Joan. Èlia had to go back fifteen days before and I stayed in Australia, sleeping in the trunk of the car that we rented. And in the outskirts of the city, because it’s prohibited there.
“At that point, fear got ahold of us, because you’re in a country where you don’t know what’s going to happen. I broke down out of powerlessness, started crying and wanted to go home.”
And one to forget…
Èlia. On my birthday in India. We got into Jodhpur at night. The past few days we had already had a series of problems and unforeseen circumstances. At that point we were a group of five and we reached an agreement at a hotel to pay 500 rupees for a room for five people. The next day they raised the price to 1,600 rupees and we told them we weren’t going to pay that.
Joan. They threatened to call the police, said they had our passport numbers, that they’d report us, etc. And then some guy got there who said he was a policeman. It seemed like they had set it all up.

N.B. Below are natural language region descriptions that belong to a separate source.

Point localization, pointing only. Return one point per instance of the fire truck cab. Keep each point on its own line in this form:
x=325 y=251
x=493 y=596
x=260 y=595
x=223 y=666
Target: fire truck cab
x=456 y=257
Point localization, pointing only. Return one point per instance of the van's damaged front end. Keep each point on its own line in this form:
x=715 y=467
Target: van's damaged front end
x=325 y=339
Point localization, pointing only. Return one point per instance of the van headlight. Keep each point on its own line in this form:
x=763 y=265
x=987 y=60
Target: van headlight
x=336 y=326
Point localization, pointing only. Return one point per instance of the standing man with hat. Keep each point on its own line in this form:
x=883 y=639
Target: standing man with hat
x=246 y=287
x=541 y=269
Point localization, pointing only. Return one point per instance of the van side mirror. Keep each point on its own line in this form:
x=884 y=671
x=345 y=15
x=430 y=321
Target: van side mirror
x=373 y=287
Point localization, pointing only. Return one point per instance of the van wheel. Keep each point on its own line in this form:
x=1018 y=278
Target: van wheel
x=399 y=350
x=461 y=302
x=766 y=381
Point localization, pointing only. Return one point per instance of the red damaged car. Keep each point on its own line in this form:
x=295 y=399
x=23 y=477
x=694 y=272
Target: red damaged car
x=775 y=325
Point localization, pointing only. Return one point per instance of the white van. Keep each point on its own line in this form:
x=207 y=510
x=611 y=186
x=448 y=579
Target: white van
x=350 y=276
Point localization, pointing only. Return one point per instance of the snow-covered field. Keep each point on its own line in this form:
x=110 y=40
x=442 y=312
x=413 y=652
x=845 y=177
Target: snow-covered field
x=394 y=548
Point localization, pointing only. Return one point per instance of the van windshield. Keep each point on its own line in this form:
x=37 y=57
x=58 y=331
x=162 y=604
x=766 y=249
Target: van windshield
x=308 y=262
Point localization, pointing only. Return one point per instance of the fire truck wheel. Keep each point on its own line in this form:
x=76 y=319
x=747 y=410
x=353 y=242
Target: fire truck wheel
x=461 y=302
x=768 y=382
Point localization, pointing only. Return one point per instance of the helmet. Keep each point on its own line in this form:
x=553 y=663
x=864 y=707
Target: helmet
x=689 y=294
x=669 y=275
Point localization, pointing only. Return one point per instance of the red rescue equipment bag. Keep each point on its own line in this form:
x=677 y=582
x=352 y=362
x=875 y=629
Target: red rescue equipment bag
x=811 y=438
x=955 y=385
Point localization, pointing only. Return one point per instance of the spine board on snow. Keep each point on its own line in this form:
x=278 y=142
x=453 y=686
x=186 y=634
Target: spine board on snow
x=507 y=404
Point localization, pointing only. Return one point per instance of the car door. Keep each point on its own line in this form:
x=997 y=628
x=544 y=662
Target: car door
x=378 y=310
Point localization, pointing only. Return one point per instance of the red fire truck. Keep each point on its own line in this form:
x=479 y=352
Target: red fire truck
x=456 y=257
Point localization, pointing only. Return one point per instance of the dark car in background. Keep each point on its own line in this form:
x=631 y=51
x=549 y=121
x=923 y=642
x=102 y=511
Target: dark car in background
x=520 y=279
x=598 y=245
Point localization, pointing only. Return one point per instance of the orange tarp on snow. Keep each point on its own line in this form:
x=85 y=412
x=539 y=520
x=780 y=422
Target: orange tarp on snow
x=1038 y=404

Èlia. At that point, fear got ahold of us, because you’re in a country where you don’t know what’s going to happen. I broke down out of powerlessness, started crying and wanted to go home. In the end we paid them 1,000 rupees and in our new hotel they told us that wasn’t the first time that had happened.
Joan. That’s how the bad experiences are. They try to trick you, they lie to you about how long a bus ride is...
Recommend me a song… Bohemian Rhapsody, by Queen.
A craving… After such a long time, a pizza or a hamburger.
A website… http://www.uncambiodeaires.com
A place… Nepal.
In another life you would have been… Joan would be a Koala and I’d be his caretaker.
We believe in… People.
A piece of advice you’ve been given... Get out of Spain.
A failure... Èlia. My previous relationship.
You learned… To value myself more.
Joan. The word failure is not in my vocabulary. I always switch it out for learning experience.
A saying or a quote… “Travel is the only thing you buy that makes you richer.”